FROM THE PRINT EDITION: Best food finds from Bosnia, France, Italy, and Ukraine

As part of our Think Global, Eat Local feature, we bring you the tastes of Europe




Experience an Italian renaissance
By Cindy Deachman

Know of any Italian blood in White Lake, Renfrew County, south of Arnprior? Certainly no place names sound Italian. There’s Scotch Bush and Waba. Then Lafleurs Lake and Mount St. Patrick. Now Streich Lake, Ompah, and Flower Station. Historically speaking, you’d never know it, but right in the hub of White Lake can be heard the rumblings of an Italian renaissance. A reawakening, all right, with food at its heart. At a restaurant named Castlegarth.
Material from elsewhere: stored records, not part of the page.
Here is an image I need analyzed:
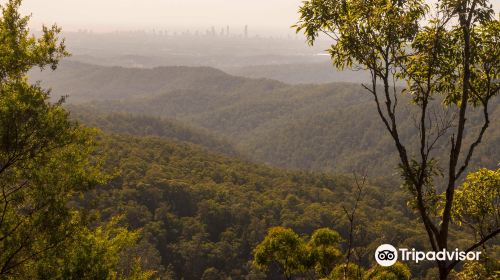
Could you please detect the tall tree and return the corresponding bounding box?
[0,0,103,278]
[295,0,500,279]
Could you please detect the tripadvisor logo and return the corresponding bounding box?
[375,244,481,266]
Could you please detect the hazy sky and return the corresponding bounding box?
[11,0,500,32]
[17,0,302,34]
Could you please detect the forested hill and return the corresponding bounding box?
[32,62,500,177]
[87,132,458,279]
[68,105,238,157]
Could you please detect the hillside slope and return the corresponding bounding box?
[33,63,500,177]
[85,136,446,280]
[68,105,241,157]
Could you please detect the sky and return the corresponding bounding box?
[17,0,302,34]
[10,0,500,32]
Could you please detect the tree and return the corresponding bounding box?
[254,227,307,280]
[452,168,500,274]
[35,217,155,280]
[295,0,500,279]
[0,0,105,278]
[365,262,411,280]
[307,228,343,278]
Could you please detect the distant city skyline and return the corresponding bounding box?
[18,0,302,35]
[13,0,500,36]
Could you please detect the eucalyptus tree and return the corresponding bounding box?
[295,0,500,279]
[0,0,104,278]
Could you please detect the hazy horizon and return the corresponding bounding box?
[19,0,302,35]
[17,0,500,35]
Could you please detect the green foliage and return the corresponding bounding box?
[69,106,238,156]
[365,262,411,280]
[0,0,152,279]
[33,218,155,280]
[456,262,500,280]
[254,227,307,279]
[78,135,422,279]
[327,263,365,280]
[453,168,500,241]
[0,1,104,276]
[307,228,343,277]
[32,62,500,178]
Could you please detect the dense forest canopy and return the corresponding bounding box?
[31,62,500,178]
[0,0,500,280]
Eight years ago Matthew Brearley returned to his village with his wife, Jennifer, opening up shop just up the road from his parents’ farm. Now no Italian restaurant in the Ottawa Valley can match it for local, organic produce, not to mention terrific food. For years, Matthew has been spellbound by Italian country cooking. He caught the bug from Toronto chef Andrew Milne-Allan, a man he describes as a crazy New Zealander who is more Italian than real Italians. “He’d even squeeze the grapes for his own wine!” exclaims Matthew. “I wanted to learn how to cook like that.” His experiences while working with Milne-Allan from 2001 to 2002 gave Matthew the courage to find his own voice, inventiveness, and ambition. On this day, he rolls out his pasta dough and lays down spoonfuls of ricotta, homemade with lemon juice (taste it, then marvel). He cuts the dough and shapes it into large-format ravioli, cooks them, and serves them strewn with his own crispy prosciutto, asparagus (in springtime), and a dusting of parmigiano. Cut into a pouch, and raw yolk breaks out. Pasta, self-sauced. Not a regular menu item, unfortunately.

Meanwhile, Jennifer keeps Castlegarth humming. At the door, she gives a warm welcome. She is also the sommelier, one with verve and imagination. Who knew, for instance, that Alsatian gewürztraminer would balance Matthew’s homemade mortadella with pistachios? The couple has also opened a storefront. They sell their duck rillette, pork liver pâté, legs of prosciutto, dried fruit mostarda, pickled cabbage, and other preserves, as well as bread from a local baker. Now you’ll be able to choose between the in-house bounty and the bounty to go.